The casino boom only lasted a few years. Meanwhile, many of them have closed again or not even opened for business. Not far from the roundabout, a casino is open. An employee explains that only the first floor is in use. There are no visitors, the colorful and noisy machines wink all by themselves.

Debt instead of casinos

Real estate broker Heng Makara says the decline in the gambling industry has also affected the city’s real estate market. Cambodian entrepreneurs, who would borrow a lot of money to build the property, were left with debts as the Chinese stayed away.

It’s not just the Covid pandemic that’s responsible for ending the casino boom. About six months ago Cambodian authorities banned online gambling. Organized crime had come to the city, along with barely controlled gambling. The so-called “cyber slaves” made international headlines – many Chinese were lured to Cambodia on false promises and forced to defraud their compatriots online.

“Not everyone was defrauded, some were voluntarily defrauded,” says a Chinese businessman who runs a drinking water delivery service. He does not want to be named, he belongs to the Chinese minority who returned to Cambodia after the pandemic. The casino boom doesn’t seem to have missed their time. It was dangerous back then, he did not dare to go out alone at night.

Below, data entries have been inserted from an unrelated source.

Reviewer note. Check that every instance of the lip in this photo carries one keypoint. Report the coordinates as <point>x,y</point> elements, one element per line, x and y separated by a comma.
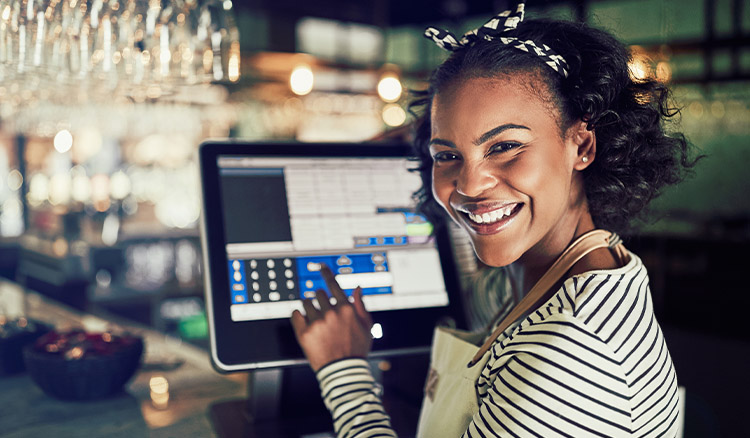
<point>478,209</point>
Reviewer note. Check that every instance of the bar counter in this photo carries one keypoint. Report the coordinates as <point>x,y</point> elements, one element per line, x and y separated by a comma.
<point>26,411</point>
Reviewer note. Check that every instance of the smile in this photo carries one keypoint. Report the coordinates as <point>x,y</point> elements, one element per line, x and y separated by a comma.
<point>491,221</point>
<point>492,216</point>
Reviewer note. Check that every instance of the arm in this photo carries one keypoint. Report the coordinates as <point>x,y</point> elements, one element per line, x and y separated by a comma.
<point>335,339</point>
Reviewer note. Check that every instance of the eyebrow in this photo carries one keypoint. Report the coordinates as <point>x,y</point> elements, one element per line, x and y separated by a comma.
<point>495,131</point>
<point>483,138</point>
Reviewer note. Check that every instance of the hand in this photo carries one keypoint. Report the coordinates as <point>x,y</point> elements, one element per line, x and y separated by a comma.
<point>335,331</point>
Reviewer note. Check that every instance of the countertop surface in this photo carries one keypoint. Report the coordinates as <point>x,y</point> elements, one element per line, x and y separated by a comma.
<point>26,411</point>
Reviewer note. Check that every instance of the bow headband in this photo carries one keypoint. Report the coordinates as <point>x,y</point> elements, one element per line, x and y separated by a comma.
<point>494,30</point>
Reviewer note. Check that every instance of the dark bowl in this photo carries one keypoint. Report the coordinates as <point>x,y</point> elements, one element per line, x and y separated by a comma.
<point>89,377</point>
<point>14,336</point>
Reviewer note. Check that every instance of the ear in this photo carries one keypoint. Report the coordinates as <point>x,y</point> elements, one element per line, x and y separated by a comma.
<point>583,141</point>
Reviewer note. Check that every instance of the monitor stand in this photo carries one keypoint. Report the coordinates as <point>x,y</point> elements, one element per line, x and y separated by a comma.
<point>282,402</point>
<point>286,402</point>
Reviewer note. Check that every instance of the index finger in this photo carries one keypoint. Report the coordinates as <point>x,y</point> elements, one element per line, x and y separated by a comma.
<point>333,286</point>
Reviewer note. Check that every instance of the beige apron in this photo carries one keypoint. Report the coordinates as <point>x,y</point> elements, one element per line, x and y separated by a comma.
<point>451,399</point>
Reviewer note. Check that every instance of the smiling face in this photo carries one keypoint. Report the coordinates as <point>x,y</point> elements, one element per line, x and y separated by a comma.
<point>504,171</point>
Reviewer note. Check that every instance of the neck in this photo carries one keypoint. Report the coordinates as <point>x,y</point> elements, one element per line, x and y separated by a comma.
<point>537,262</point>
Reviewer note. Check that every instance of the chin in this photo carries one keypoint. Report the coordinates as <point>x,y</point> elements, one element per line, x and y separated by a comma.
<point>494,257</point>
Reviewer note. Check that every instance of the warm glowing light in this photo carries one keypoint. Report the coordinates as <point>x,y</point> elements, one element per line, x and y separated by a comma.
<point>717,109</point>
<point>159,392</point>
<point>81,188</point>
<point>60,247</point>
<point>663,71</point>
<point>389,88</point>
<point>60,188</point>
<point>696,109</point>
<point>15,179</point>
<point>63,141</point>
<point>159,385</point>
<point>394,115</point>
<point>119,185</point>
<point>38,189</point>
<point>233,65</point>
<point>301,80</point>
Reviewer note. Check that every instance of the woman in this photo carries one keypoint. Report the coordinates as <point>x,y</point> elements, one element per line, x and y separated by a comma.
<point>534,136</point>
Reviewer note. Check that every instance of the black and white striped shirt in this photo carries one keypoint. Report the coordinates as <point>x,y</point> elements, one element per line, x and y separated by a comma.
<point>591,361</point>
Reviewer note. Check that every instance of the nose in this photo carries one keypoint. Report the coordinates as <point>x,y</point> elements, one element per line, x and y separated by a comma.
<point>474,179</point>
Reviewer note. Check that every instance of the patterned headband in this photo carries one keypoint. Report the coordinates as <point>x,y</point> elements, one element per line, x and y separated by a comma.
<point>494,30</point>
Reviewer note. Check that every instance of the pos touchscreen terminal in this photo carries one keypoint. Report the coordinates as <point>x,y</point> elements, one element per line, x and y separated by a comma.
<point>273,213</point>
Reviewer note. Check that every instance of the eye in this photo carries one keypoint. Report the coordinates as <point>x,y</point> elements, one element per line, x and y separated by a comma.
<point>444,156</point>
<point>503,146</point>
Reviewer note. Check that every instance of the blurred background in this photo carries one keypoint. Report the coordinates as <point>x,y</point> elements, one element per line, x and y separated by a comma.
<point>103,104</point>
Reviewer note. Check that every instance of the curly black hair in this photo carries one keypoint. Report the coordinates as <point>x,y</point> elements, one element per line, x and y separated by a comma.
<point>635,158</point>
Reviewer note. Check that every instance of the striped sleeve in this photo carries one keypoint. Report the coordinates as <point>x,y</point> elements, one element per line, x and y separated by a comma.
<point>553,380</point>
<point>352,395</point>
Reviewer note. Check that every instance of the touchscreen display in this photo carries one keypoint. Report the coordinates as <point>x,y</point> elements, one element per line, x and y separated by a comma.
<point>286,216</point>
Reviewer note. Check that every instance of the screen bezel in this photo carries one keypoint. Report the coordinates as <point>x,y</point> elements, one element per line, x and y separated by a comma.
<point>230,349</point>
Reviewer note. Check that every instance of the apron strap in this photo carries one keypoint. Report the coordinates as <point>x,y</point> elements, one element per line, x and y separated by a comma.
<point>582,246</point>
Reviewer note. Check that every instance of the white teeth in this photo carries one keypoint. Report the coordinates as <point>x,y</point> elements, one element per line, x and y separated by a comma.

Children have to beg for food

A little girl plays on bare concrete floor, holding a wooden board with rusty nails. She lives on the ground floor of a building envelope with her sister and family. Without windows, doors or walls.

A woman and a man sit on the ground inside a building envelope with their two children.  They hung tarps.


This family lives in a shell. Parents lost their jobs in the construction industry.

SRF | martin aldrovandi

“We were working in road construction,” explains Anne. From one day to the next, the manager in charge fled. The family no longer has money to buy food. Mom says they’re searching the markets for discarded food. He also sends children at night to beg for food.

It is unclear whether many of the buildings in Sihanoukville will be completed. Some have become modern relics overgrown with plants. They look like giant monuments to big investment projects.